The Ten Steps will grow the economy and narrow the income/wealth/power Gap between the rich and the rest.

MONETARY SOVEREIGNTY

Wall Street Journal gets it wrong, again. Do they have a learning disability?

20 Easy Things That Will Make You the Next Millionaire | Inc.com
Being Monetarily Sovereign, the U.S. government owns infinite dollars.
You reasonably might expect that, of all the newspapers in the world, the Wall Street Journal surely would print articles by only writers who understand federal finances. Ah, would that it were so. Unfortunately, some writers published by WSJ either are as ignorant as the general populace or as intentionally ignorant as the bribed-by-the-rich politicians and university economists. Here is an example saw in a recent WSJ edition (OK, the article printed in several papers, but I read in WSJ, which should know better):
U.S. National Debt Tops $30 Trillion as Borrowing Surged Amid Pandemic The record red ink, fueled by spending to combat the coronavirus, comes as interest rates are expected to rise, which could add to America’s costs. After a protracted standoff last year, Congress agreed in December to raise the nation’s borrowing cap to $31.4 trillion. By Alan Rappeport, Feb. 1, 2022
We can’t even get past the headline and subheads without being subjected to WSJ ignorance.
Safe Deposit Box: What You Should (And Shouldn't) Store | Bankrate
Federal “debt” is deposits into accounts similar to safe deposit boxes. The federal government never touches those deposits except to return them to the owners.
The so-called “national debt” neither is “red ink,” nor is it debt. It is the total of deposits into Treasury Security accounts. When you invest in a T-bill, T-note, or T-bond, you do not lend the federal government money. You merely deposit your dollars into your T-security account. It’s an account similar to an interest-paying, safe-deposit box. As with a safe deposit box, the federal government does not touch your dollars. It merely stores them for you, and allows you to accumulate interest. Upon the maturity of your account, the government “pays it off” simply by returning to you, the dollars in your account. Since the dollars already exist in your account, and remain yours, this payoff is no burden on you, on the government, or on taxpayers. It’s merely a transfer of your dollars. If the national “debt” were a real governemnt debt, it would go something like this:

The government needs dollars to pay its bills. Federal taxes are insufficient to pay all the creditors, so the government must borrow dollars, and in return it gives the lenders its IOUs in the form of T-securities (T-bills, T-notes, T-bonds).

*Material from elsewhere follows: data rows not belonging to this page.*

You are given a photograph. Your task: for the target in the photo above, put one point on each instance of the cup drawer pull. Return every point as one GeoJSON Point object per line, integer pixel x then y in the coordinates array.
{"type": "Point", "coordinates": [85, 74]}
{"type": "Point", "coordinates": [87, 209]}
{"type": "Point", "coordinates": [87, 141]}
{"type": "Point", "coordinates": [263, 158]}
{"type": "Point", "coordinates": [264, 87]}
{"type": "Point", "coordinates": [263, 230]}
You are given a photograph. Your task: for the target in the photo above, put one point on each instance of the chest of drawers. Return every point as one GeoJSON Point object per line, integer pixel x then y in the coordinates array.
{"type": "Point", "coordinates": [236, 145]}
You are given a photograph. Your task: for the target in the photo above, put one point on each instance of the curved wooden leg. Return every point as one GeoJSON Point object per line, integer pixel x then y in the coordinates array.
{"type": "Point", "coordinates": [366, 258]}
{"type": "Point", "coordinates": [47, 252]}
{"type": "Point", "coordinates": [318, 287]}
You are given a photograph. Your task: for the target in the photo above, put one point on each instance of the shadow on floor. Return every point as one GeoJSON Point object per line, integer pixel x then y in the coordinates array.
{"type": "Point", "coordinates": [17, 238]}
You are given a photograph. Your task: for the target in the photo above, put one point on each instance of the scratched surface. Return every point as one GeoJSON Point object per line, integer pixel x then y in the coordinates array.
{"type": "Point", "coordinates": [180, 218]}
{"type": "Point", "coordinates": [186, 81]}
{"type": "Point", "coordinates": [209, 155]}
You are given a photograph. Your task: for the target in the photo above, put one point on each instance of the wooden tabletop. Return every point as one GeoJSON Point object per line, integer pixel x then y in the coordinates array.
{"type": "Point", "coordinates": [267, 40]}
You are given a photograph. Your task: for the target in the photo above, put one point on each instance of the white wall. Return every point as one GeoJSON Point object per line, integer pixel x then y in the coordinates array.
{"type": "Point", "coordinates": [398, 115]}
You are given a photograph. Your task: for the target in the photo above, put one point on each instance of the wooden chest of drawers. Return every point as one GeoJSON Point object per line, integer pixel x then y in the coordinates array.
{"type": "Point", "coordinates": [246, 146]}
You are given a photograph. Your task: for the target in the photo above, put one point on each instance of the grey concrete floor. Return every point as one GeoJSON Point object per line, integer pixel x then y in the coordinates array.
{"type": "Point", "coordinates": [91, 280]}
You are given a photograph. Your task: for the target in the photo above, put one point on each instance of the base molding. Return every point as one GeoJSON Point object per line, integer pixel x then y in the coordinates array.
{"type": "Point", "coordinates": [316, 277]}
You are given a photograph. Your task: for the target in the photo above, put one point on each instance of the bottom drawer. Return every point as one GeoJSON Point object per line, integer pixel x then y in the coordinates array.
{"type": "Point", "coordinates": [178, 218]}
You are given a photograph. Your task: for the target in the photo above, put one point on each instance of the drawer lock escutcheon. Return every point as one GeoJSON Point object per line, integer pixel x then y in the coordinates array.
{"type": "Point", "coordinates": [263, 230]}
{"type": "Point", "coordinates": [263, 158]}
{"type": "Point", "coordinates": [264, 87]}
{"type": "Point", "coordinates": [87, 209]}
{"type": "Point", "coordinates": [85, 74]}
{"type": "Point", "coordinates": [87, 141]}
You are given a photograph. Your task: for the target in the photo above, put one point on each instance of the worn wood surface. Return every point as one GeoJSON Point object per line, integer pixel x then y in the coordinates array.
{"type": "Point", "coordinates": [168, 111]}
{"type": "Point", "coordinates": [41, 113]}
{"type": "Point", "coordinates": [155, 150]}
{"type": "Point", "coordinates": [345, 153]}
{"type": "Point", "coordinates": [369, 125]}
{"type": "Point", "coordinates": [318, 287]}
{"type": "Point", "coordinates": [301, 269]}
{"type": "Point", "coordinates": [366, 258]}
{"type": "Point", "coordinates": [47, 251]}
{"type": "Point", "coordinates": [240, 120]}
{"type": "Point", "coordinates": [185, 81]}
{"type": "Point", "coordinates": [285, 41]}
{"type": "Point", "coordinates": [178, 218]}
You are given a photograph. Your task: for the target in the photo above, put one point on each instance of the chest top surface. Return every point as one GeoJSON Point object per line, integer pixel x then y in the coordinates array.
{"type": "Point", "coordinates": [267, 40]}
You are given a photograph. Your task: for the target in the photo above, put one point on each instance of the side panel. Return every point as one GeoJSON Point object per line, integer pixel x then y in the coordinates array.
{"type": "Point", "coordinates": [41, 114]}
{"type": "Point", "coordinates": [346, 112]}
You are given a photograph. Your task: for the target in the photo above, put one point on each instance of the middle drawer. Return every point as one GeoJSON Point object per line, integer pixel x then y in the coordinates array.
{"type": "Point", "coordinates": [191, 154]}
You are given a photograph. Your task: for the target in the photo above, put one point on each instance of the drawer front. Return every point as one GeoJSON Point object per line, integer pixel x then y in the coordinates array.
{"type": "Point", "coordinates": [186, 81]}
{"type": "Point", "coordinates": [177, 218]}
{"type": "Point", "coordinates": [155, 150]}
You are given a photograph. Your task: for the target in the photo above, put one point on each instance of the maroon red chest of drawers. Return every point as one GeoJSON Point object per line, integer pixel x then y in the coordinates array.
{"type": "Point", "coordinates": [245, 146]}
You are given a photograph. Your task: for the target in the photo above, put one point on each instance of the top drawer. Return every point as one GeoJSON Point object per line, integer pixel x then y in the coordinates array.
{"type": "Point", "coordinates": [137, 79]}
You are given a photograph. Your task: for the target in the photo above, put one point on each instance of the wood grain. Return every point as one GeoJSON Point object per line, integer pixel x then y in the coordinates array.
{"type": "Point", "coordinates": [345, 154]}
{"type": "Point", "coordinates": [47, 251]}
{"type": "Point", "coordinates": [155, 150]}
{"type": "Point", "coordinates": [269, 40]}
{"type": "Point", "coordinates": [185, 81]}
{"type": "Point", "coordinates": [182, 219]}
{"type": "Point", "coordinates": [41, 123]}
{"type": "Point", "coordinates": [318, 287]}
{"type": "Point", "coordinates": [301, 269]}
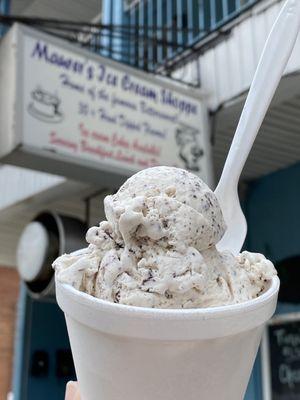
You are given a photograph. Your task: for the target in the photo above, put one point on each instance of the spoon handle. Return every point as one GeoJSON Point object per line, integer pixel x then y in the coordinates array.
{"type": "Point", "coordinates": [274, 58]}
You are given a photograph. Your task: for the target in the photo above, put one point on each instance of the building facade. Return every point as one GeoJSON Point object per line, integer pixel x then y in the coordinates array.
{"type": "Point", "coordinates": [208, 46]}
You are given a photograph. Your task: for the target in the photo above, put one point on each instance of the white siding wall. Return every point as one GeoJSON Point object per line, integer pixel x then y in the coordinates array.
{"type": "Point", "coordinates": [18, 184]}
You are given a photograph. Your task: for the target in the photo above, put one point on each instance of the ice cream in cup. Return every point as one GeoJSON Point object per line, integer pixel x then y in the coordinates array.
{"type": "Point", "coordinates": [153, 309]}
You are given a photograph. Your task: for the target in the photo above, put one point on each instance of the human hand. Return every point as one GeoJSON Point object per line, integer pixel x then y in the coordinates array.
{"type": "Point", "coordinates": [72, 391]}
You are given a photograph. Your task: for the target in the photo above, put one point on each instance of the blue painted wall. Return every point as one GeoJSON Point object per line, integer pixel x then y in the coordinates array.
{"type": "Point", "coordinates": [40, 327]}
{"type": "Point", "coordinates": [273, 215]}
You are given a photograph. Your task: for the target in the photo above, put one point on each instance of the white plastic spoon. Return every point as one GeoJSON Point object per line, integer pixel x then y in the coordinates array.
{"type": "Point", "coordinates": [274, 58]}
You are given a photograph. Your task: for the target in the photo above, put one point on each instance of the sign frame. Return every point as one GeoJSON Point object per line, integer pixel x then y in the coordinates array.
{"type": "Point", "coordinates": [36, 158]}
{"type": "Point", "coordinates": [265, 351]}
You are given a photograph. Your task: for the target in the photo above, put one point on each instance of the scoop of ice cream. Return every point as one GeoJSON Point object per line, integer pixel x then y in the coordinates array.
{"type": "Point", "coordinates": [157, 248]}
{"type": "Point", "coordinates": [166, 204]}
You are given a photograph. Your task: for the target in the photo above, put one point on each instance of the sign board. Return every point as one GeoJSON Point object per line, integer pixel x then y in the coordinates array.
{"type": "Point", "coordinates": [281, 358]}
{"type": "Point", "coordinates": [79, 114]}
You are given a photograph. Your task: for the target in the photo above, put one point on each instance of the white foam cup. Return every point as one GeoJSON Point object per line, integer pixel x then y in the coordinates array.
{"type": "Point", "coordinates": [134, 353]}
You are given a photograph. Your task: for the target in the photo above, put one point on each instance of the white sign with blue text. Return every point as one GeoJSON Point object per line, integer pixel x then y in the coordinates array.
{"type": "Point", "coordinates": [88, 109]}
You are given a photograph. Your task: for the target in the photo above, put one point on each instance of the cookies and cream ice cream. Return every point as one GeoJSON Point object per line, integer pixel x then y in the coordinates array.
{"type": "Point", "coordinates": [158, 248]}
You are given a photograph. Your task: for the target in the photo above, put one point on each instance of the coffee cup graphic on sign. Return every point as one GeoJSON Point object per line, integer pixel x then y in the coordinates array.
{"type": "Point", "coordinates": [45, 106]}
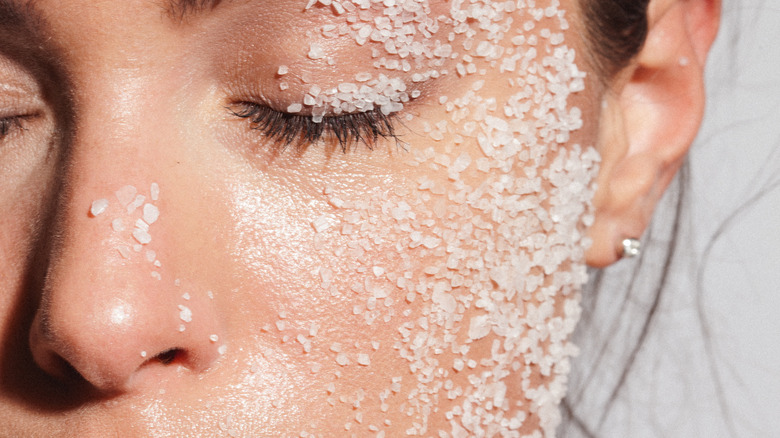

Later, to obtain the dollars to pay off the T-securities, the government levies more taxes. This means we taxpayers ultimately are liable for the government’s debts.

You have just read what the Wall Street Journal and the vast majority of Americans believe about the federal debt. And it is 100% wrong. Back in the late 1770s, the federal government created the U.S. dollar from thin air. The government simply passed laws (from thin air) that created as many dollars as it wished, and gave those dollars whatever value it wished.

The first U.S. silver dollars were coined on Oct 15,1794. On that day, 1,758 of them were produced, but no more the rest of the year.

In 1794, a new coin called the Draped Bust Dollar, featuring a matronly Liberty of considerable endowment wearing a draped blouse. Over 40,000 Draped Bust dollars were minted in 1795.

Why 1,158 and 40,000? Because the government arbitrarily based its coin on silver. Each coin contained 0.7737 oz of silver. Why 0.7737? Because the government arbitrarily made its dollar similar in weight to the Spanish dollar. Note the word “arbitrarily.” The government could have produced any number of dollars, and could have made them equivalent to anything it wished. The base could have been gold, lead, tin, or nothing at all. Because we were a new country, we tried to create demand for the dollar by making it equivalent to an existing coin. But it was all arbitrary. The federal government arbitrarily has changed the metal content of all U.S. coins many, many times over the years. Today, the vast majority of dollars are nothing more than numbers on spreadsheets, and have no physical existence. The federal government retains the infinite ability to create laws from thin air, and those laws have the infinite ability to create dollars from thin air.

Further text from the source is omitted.